El segundo capítulo se abre con una reflexión demoledora: la vida no tiene sentido desde el momento en que no lleva un orden auténtico: «Resulta complicado no perderse en la trama existencial porque no existe trama alguna». El cerco va cerrándose alrededor de Lucas: su padre, los rumanos que se han añadido a sus problemas con el clan gitano, del que cree que puede llegar a formar parte, y la sensación de abandono que, desde niño lo amedrenta.

¿Dónde está la integridad del ser humano? El narrador cede la palabra al propio autor al comienzo del capítulo tres para que nos traslade, como en una letanía sacada del ubi sunt, todos los horrores de los que somos capaces, pero a diferencia del tópico medieval, no nos salvaremos a través de la muerte sino del amor: «Qué hacían aquellas sencillas gentes cuando no apaleaban a negros o a gitanos o a rumanos […] Qué hacían cuando no iban a las guerras […] Qué hacían cuando los hombres no acuchillaban a las mujeres […] Qué hacían cuando no conducían en dirección contraria […] Qué hacían cuando no enarbolaban banderas o razas […] Se enamoraban, se enamoraban sencilla y torpemente». A pesar de las extorsiones que Lucas realiza, Estrella será para él como una luz y ahí queda la reflexión: el amor y la necesidad o la venganza no pueden conectar, las represalias formarán una rueda de la que será difícil escapar.

La voz que abre el capítulo cinco transforma, con la segunda persona, al lector en el personaje principal. Nos hace partícipes de la historia, para que seamos capaces de identificarnos con Lucas; nosotros, que también hemos cometido errores, ¿qué haríamos si estuviésemos en sus circunstancias? La conciencia del protagonista pasa a ser nuestra propia moral, de manera que somos capaces de mentirnos hasta eliminar la culpa cuando no sabemos salir del pozo, «Cada gota parecía reflejar su dolor interno.
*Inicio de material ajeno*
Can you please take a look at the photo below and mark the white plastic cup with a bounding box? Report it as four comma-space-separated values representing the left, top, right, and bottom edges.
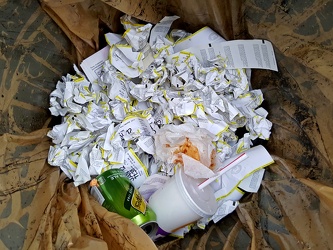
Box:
149, 168, 217, 233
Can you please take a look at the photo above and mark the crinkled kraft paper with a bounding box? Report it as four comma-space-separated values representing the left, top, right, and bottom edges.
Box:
0, 0, 333, 249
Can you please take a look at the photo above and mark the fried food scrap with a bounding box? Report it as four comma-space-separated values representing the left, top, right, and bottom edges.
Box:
174, 137, 200, 165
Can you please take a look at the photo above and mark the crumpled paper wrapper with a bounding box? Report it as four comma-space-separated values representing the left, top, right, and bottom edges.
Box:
154, 124, 216, 179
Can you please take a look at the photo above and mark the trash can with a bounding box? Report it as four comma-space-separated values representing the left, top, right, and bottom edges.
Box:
0, 0, 333, 249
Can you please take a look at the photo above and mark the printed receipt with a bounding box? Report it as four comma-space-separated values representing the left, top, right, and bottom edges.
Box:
176, 40, 278, 71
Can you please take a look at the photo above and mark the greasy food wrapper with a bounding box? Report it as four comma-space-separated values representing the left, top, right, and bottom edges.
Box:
154, 124, 216, 179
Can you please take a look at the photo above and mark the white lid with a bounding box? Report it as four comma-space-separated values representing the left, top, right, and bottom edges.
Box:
175, 168, 217, 217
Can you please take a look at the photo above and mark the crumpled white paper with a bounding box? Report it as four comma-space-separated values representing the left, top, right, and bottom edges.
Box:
48, 13, 272, 238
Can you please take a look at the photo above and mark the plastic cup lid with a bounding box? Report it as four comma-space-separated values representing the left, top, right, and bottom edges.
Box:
176, 168, 217, 217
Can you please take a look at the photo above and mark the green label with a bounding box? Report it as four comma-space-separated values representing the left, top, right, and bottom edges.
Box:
124, 185, 134, 211
124, 185, 147, 214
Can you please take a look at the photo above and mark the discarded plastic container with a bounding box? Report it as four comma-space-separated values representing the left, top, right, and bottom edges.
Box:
149, 168, 217, 233
90, 169, 158, 237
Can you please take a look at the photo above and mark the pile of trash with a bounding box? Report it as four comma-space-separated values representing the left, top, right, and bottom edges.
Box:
48, 16, 277, 239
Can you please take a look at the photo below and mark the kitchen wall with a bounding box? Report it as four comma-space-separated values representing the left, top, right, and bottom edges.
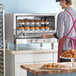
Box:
0, 0, 61, 13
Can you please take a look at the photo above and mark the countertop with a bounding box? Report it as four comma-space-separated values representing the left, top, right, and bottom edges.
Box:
21, 62, 76, 75
6, 49, 57, 54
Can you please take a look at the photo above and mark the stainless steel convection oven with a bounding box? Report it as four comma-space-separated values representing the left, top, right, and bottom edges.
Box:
5, 13, 57, 50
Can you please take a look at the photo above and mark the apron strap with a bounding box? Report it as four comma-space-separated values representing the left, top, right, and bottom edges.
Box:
65, 10, 76, 36
65, 10, 76, 49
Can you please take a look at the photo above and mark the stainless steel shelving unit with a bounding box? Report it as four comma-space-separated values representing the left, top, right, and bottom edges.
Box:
0, 4, 5, 76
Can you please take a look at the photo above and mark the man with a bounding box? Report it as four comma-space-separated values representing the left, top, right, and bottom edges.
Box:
42, 0, 76, 62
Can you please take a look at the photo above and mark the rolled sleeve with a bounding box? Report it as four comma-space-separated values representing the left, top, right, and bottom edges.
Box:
56, 12, 64, 39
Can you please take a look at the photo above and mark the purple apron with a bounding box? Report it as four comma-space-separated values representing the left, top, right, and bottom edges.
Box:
58, 10, 76, 62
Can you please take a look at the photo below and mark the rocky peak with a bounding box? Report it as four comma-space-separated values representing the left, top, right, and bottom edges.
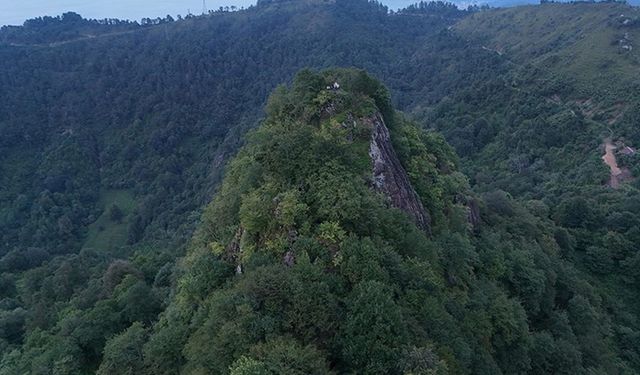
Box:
364, 113, 431, 233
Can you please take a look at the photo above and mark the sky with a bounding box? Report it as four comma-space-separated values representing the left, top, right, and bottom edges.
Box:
0, 0, 430, 26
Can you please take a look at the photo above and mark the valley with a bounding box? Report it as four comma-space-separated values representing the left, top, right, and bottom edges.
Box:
0, 0, 640, 375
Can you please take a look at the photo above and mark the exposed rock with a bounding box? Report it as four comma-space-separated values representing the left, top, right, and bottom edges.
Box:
364, 113, 431, 233
467, 198, 480, 233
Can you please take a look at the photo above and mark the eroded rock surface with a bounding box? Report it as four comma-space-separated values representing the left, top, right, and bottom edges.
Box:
365, 113, 431, 233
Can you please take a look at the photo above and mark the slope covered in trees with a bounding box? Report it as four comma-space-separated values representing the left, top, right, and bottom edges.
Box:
0, 0, 640, 374
120, 70, 635, 374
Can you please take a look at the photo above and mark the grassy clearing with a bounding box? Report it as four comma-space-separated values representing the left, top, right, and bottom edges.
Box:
83, 190, 135, 253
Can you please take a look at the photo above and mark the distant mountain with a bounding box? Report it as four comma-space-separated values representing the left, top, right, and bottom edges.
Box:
0, 0, 640, 375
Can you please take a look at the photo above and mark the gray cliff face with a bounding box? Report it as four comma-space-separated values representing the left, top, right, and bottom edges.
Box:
364, 113, 431, 233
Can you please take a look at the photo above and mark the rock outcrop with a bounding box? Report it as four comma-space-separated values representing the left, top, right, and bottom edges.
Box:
364, 113, 431, 233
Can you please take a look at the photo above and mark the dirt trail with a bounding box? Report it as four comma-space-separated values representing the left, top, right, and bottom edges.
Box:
602, 139, 623, 189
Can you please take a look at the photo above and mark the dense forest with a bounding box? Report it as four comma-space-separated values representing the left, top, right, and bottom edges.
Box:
0, 0, 640, 374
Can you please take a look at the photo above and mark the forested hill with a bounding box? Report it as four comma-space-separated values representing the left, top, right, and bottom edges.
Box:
0, 0, 640, 374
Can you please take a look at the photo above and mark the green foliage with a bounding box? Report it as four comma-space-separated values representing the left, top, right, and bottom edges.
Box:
96, 322, 147, 375
0, 0, 640, 375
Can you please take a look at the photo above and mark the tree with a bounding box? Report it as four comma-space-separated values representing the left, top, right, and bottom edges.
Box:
109, 203, 124, 223
96, 322, 147, 375
339, 281, 407, 374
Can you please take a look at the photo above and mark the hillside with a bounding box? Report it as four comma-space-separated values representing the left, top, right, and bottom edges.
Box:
132, 70, 631, 374
0, 0, 640, 375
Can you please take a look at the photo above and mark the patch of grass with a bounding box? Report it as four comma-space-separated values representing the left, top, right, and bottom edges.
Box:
83, 190, 136, 253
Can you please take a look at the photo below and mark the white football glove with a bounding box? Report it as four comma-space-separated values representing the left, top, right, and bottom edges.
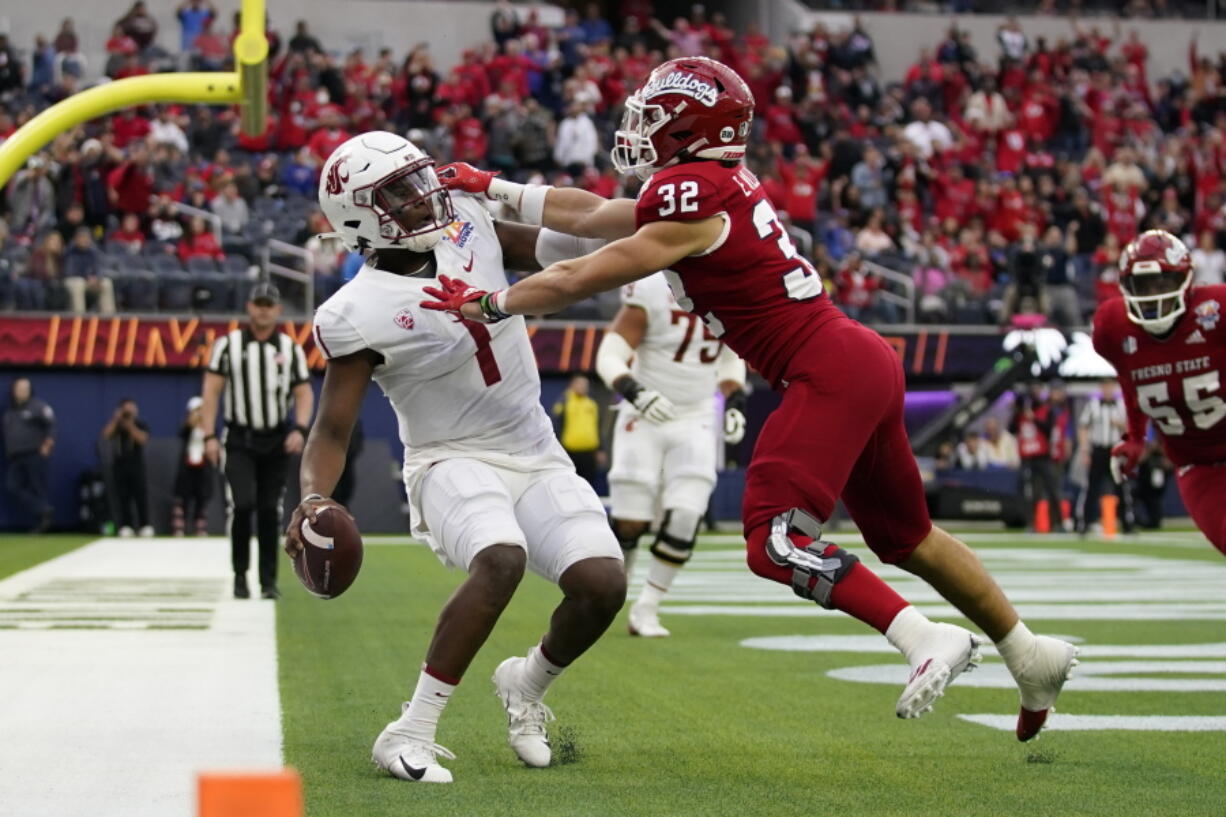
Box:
630, 389, 677, 423
723, 409, 745, 445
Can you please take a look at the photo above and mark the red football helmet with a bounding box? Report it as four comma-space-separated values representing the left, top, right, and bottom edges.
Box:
1119, 229, 1192, 335
613, 56, 754, 179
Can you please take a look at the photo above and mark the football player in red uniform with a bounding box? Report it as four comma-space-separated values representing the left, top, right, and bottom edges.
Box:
423, 58, 1075, 740
1094, 229, 1226, 553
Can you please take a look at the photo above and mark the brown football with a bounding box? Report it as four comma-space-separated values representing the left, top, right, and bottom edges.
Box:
294, 507, 362, 599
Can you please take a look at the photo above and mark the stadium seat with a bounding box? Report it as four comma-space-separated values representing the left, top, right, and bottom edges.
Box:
115, 266, 158, 312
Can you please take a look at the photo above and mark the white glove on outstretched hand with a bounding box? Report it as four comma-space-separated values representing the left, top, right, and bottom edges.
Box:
723, 409, 745, 445
630, 389, 677, 423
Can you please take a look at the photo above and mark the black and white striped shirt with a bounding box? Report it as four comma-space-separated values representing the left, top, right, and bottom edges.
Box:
208, 329, 310, 432
1078, 397, 1127, 448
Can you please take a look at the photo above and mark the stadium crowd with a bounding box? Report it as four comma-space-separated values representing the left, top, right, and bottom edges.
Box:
0, 0, 1226, 326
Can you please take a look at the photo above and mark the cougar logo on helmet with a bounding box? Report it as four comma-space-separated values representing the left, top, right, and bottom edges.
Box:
325, 156, 349, 196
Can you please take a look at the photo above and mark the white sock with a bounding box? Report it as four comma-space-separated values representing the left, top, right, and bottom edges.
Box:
997, 621, 1035, 675
634, 559, 682, 608
522, 644, 566, 700
885, 605, 932, 661
400, 669, 456, 743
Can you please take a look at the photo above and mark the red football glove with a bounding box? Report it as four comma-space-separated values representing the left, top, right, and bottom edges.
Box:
422, 275, 489, 318
1111, 437, 1145, 485
439, 162, 499, 195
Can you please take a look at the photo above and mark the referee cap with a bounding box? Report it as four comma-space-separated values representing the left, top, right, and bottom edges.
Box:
248, 281, 281, 305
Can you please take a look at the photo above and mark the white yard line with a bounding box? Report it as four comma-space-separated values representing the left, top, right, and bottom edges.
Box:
0, 539, 281, 817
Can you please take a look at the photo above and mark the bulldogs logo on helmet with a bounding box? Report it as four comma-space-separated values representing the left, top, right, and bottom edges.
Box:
319, 130, 455, 253
613, 56, 754, 179
1119, 229, 1192, 335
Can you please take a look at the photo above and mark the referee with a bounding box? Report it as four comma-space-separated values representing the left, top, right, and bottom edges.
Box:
200, 283, 315, 599
1076, 378, 1134, 535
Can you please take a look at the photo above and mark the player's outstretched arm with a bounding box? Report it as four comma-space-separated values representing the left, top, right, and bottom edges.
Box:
422, 216, 723, 323
439, 162, 634, 240
286, 350, 381, 556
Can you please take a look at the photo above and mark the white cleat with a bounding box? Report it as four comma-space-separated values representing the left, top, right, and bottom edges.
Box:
494, 658, 553, 769
370, 703, 456, 783
895, 623, 983, 718
629, 605, 672, 638
1013, 635, 1078, 742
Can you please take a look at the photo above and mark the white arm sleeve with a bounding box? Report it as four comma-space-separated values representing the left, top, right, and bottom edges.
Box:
715, 346, 745, 388
596, 331, 634, 389
537, 227, 608, 267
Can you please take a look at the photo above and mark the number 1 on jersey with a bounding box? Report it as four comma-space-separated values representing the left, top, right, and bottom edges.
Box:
754, 199, 824, 301
460, 320, 503, 386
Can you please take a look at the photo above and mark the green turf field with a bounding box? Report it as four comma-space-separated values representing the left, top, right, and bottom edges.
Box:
0, 534, 98, 579
278, 534, 1226, 817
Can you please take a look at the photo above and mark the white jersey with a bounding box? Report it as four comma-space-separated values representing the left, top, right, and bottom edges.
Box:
622, 272, 731, 415
314, 195, 569, 531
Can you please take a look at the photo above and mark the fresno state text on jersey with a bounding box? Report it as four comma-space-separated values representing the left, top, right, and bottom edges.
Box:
1094, 286, 1226, 466
635, 162, 841, 384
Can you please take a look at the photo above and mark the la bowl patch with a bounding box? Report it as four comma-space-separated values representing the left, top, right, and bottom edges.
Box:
443, 221, 477, 249
1197, 301, 1221, 332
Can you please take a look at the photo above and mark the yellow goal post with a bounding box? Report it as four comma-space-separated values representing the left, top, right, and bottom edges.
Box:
0, 0, 268, 188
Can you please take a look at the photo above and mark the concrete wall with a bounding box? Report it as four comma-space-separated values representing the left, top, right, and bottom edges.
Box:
756, 0, 1226, 88
0, 0, 563, 82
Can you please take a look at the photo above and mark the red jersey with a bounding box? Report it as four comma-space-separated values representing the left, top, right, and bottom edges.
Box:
1094, 285, 1226, 467
634, 161, 842, 384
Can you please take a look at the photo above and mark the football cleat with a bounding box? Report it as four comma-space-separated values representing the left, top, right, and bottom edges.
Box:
629, 605, 672, 638
1013, 635, 1078, 742
895, 623, 982, 718
370, 703, 456, 783
494, 658, 554, 769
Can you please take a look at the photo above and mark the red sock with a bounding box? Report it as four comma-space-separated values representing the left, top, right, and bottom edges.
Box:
747, 525, 907, 633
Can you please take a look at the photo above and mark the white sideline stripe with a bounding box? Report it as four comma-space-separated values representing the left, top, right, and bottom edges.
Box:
959, 713, 1226, 732
0, 539, 280, 817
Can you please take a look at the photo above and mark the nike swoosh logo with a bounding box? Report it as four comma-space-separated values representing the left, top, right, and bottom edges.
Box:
398, 758, 425, 780
907, 659, 932, 683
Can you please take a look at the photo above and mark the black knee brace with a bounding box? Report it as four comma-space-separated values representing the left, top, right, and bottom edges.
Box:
766, 508, 859, 610
651, 509, 701, 564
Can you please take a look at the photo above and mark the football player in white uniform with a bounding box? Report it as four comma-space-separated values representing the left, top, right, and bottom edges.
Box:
286, 131, 625, 783
596, 272, 745, 638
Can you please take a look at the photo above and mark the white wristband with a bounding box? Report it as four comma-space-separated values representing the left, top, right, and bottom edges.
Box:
485, 177, 552, 224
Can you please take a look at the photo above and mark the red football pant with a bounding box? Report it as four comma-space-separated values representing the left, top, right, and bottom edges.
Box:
742, 318, 932, 559
1176, 465, 1226, 554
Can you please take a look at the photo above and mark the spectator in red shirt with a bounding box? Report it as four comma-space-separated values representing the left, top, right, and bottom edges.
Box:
307, 105, 349, 166
110, 108, 151, 150
179, 216, 226, 264
107, 142, 153, 217
763, 85, 801, 156
107, 212, 146, 255
451, 105, 488, 164
934, 162, 975, 223
777, 142, 830, 234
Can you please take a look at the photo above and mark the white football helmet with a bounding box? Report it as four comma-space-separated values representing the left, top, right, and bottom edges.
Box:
319, 130, 455, 253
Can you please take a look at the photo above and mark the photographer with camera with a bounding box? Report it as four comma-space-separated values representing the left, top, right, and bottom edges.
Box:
102, 397, 153, 536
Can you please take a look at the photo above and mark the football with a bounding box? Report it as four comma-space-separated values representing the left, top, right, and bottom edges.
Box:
293, 507, 362, 599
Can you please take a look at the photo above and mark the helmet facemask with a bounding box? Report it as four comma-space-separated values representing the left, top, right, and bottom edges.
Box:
612, 93, 668, 180
1119, 261, 1192, 335
353, 158, 455, 253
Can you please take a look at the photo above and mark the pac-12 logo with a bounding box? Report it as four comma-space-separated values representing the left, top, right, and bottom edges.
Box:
324, 156, 349, 196
1197, 301, 1221, 332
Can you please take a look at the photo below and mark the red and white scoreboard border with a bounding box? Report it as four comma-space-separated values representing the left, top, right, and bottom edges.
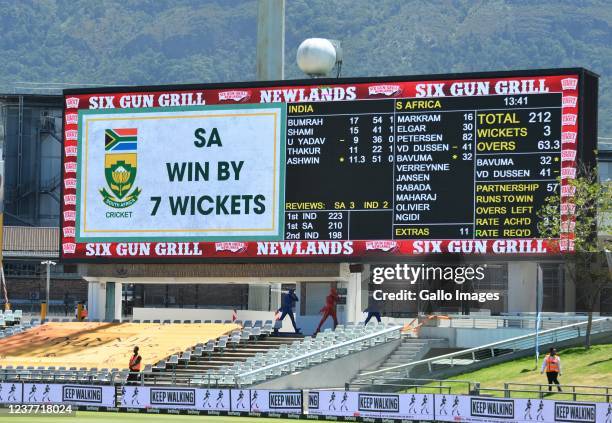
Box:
60, 72, 579, 261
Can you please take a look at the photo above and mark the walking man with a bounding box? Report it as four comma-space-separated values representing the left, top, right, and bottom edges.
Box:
275, 288, 300, 333
540, 348, 561, 392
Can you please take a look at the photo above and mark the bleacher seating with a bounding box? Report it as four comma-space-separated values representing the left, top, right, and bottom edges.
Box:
145, 321, 400, 386
0, 320, 399, 386
144, 320, 303, 385
0, 322, 238, 371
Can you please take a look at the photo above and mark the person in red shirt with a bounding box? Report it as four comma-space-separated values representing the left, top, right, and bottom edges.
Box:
315, 288, 338, 335
540, 348, 561, 392
128, 347, 142, 382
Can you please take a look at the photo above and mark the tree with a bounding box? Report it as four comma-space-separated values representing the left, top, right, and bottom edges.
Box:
538, 163, 612, 349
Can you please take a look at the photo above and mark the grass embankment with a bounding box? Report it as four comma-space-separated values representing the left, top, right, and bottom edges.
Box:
411, 344, 612, 401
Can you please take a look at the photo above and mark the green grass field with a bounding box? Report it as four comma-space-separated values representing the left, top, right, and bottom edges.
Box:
419, 344, 612, 401
0, 411, 295, 423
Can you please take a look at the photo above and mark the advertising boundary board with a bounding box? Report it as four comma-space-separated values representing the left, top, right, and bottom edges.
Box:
60, 68, 597, 263
0, 382, 612, 423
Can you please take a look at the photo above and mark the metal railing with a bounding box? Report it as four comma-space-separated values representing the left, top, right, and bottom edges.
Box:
424, 315, 587, 329
345, 378, 612, 402
362, 317, 612, 379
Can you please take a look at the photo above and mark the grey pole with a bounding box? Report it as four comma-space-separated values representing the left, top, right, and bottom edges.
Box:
47, 261, 51, 308
257, 0, 285, 81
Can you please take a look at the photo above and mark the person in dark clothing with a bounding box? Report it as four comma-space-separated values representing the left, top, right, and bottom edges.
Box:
276, 288, 300, 333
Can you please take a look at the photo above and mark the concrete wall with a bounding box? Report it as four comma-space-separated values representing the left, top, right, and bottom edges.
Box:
419, 326, 533, 348
251, 339, 401, 389
508, 261, 538, 313
134, 307, 293, 332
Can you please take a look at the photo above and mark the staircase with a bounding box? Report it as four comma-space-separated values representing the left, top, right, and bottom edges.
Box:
350, 336, 448, 384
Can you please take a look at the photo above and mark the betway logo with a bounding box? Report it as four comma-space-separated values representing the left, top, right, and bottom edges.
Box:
259, 86, 357, 103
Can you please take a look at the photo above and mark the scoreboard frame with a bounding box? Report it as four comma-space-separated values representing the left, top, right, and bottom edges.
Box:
59, 67, 599, 264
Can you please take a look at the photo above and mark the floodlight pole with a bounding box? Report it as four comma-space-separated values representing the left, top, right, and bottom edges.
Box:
257, 0, 285, 81
40, 260, 55, 313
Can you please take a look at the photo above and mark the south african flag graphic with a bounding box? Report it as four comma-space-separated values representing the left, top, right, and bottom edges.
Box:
100, 128, 141, 208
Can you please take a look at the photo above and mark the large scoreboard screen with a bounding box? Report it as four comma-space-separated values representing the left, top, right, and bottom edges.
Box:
61, 69, 597, 261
Eran lágrimas invisibles que se unían a su pena. La tristeza era abrumadora […] amenazaba con engullirlo por completo».

El capítulo seis, también en segunda persona, alude con el Quid pro quo a la destrucción que deberemos afrontar cuando nuestra principal actividad consiste en abatir a los demás. En realidad sabemos que será una autodestrucción.

El capítulo siete, el último de la novela, retoma la reflexión en tercera persona y comienza con un oxímoron. Una oración paradójica que contesta a la pregunta de las charlas del principio para que el argumento finalice cargado de desesperanza:

«Hablemos largo y tendido sobre la redención: no existe».

Y habremos de leerlo para ver si Jaime Molina decide llevar a cabo la conclusión o decide que el protagonista puede liberarse de su angustia.

El argumento de El sicario del Sacromonte es interesante y opresivo.

El estilo de Molina García es ameno, al lenguaje coloquial le une numerosos términos calés para acercarnos a la tradición gitana. Tanto esas palabras como las locuciones latinas, que Jaime usa a modo de sentencia, están traducidas, por lo que no reviste dificultad lectora. Jaime, el patriarca, actúa como un juez, sus expresiones en latín remarcan la importancia de su pensamiento y sus actos; frases cargadas de antigüedad, como la cultura gitana, pero aún pilares fundamentales en su legalidad actual, que no descarta la violencia ni la venganza pero tampoco la salvación «Forsan miseros meliora sequentur».